Он за столом не ест ничего и вообще все эти пять дней не ел. Он с другом Аркашей по принуждению только вчера спустился в ресторан, и то опоздали. Приползли (рассказывал друг) два красавчика в пустой зал, официантки столики уже подмахнули тряпками и ушли. Пол мокрый, столики тоже. Аркашка, заботливый друг, потащился за переборку в кухню, никого там не выудил, поварихи, видимо, тоже разлетелись. Зато он нашел (рассказал потом) кастрюлю, подозрительно полную, хотя эти жирные макароны в ней были какие-то уж слишком, он выразился, «неоднородные», слипшиеся кучками или клубками, прямо как дохлые. Аркашка потащил эту кастрюлю другу, поставил на мокрый столик, затем следующим заходом выудил на мойке вроде бы чистые (из груды) вилки и какие-то сыроватые тарелки. И, чувствуя себя Робинзоном, первооткрывателем (как он выразился) и кормильцем, до этого времени они с другом только пили, Аркадий стал ковырять, видимо, в кастрюле, выуживая оттуда отдельные макаронины из этих созвездий, он потом говорил поэтически, что они были прям как отвердевшие морские анемоны со щупальцами, причем в чуждой воздушной стихии. Т. е. они топорщились в разные стороны якобы. Но на этом занятии (он придирчиво, видимо, осматривал поднятые на вилку эти жирные щупальца, прежде чем кормить друга) его застала дама, какая-то местная надзирательница, типа менеджер, и она заорала:
– Что вы безобразничаете тут?
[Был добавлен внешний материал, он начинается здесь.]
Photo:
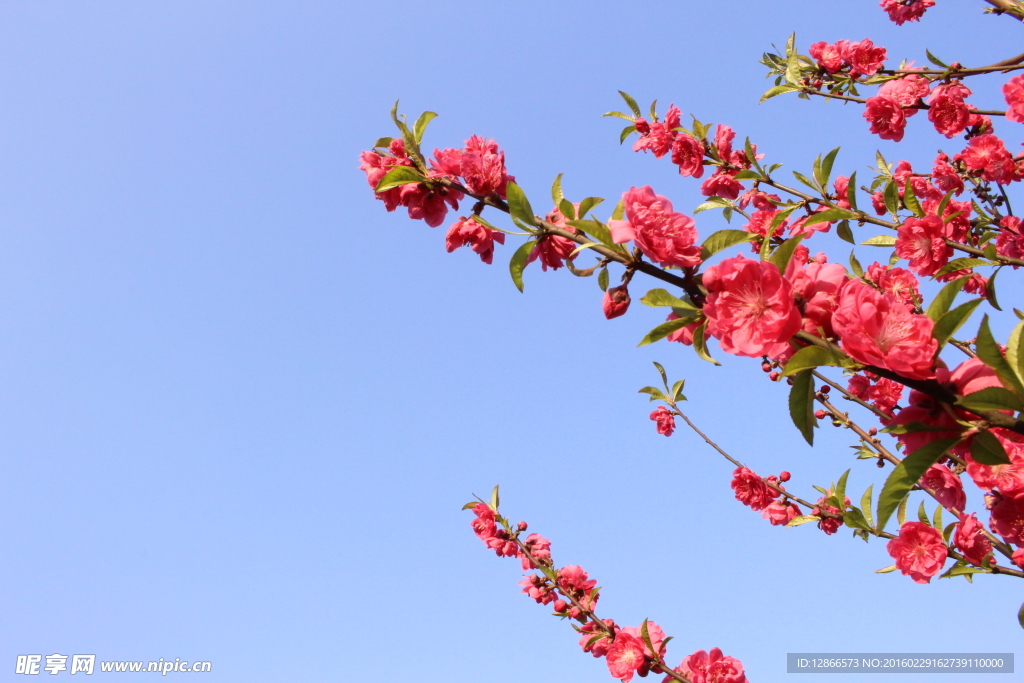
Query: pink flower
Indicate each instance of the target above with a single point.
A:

Это же для собак!
И забрала кастрюлю.
Аркашка, однако, не сдался, у него в запасе было еще пара кусочков черного хлеба с прилипшими к ним чужеродными крошками белого цвета (видимо, от батона) и прихваченный (украденный) с плиты теплый чайник.
Друзья пообедали, деликатно съев по куску хлеба и выпив по стакану того чая, который болтался на дне алюминиевого чайника, это были какие-то разваренные лоскутья, и хотя сам напиток показался им кисловатым, но друзей все время подстегивал взгляд менеджера, которая стояла у дверей, и они насильно ели и пили, показывая, что недаром пришли, и ожидая гневного вопля «это же для собак!».
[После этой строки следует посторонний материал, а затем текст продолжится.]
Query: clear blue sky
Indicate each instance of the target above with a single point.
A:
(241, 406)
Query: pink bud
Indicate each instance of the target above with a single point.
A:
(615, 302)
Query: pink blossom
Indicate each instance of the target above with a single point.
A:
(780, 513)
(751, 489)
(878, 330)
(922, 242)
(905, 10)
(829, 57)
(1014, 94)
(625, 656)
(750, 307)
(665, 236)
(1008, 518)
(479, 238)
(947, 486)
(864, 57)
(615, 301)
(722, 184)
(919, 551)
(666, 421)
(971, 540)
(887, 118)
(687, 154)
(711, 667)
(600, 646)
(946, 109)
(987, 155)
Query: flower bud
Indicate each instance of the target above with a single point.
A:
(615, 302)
Почему Аркаша повел друга вниз, в ресторан: потому что всё предыдущее время ему приходилось носить наверх тарелочки с кое-какой едой: надо ведь есть кипяченое. И он ставил все это перед Владикиным креслом на столик, чтобы потом с руганью уносить все это же вниз в нетронутом виде и затем менять шило на мыло, опять тащить и забирать, и Аркаша замаялся, потому что Влад не ел ничего, только пил и пил местную даровую водку, которую друг таскал ему, делать нечего, ежедневно с ужина две бутылки, свою и его. Там участникам ставили на каждый стол по четыре, по числу едоков. Аркадий, не пропадать же добру, забирал это дело в какой-то потертого вида пакет, найденный у входа в сугробе, кем-то почему-то брошенный, и за сутки они это дело употребляли. И Аркаша потом должен был до самого утра выслушивать Владикино бормотание. Влад остановился в своем развитии на том, что перестал есть, спать, мыться и переодеваться, даже носки не снял ни разу, приговаривая в ответ на призывы друга, что зачем, они и так неплохие. В пиджаке и свитере, слегка помятый, он так и сидел все пять суток в кресле, очень редко ложился и сразу же вставал, пересаживался на свое место опять.
Но вот если Аркаша покидал его, уходя, к примеру, в душ, то Владик довольно скоро начинал скрестись в дверь ванной, скрежеща: «Ты что там, плаваешь?»
Говорить он не мог, шептал или хрипел, и в ответ на вопросы непосвященных «Что с голосом?» отвечал, улыбаясь, одно и то же: «Пивка холодненького попил».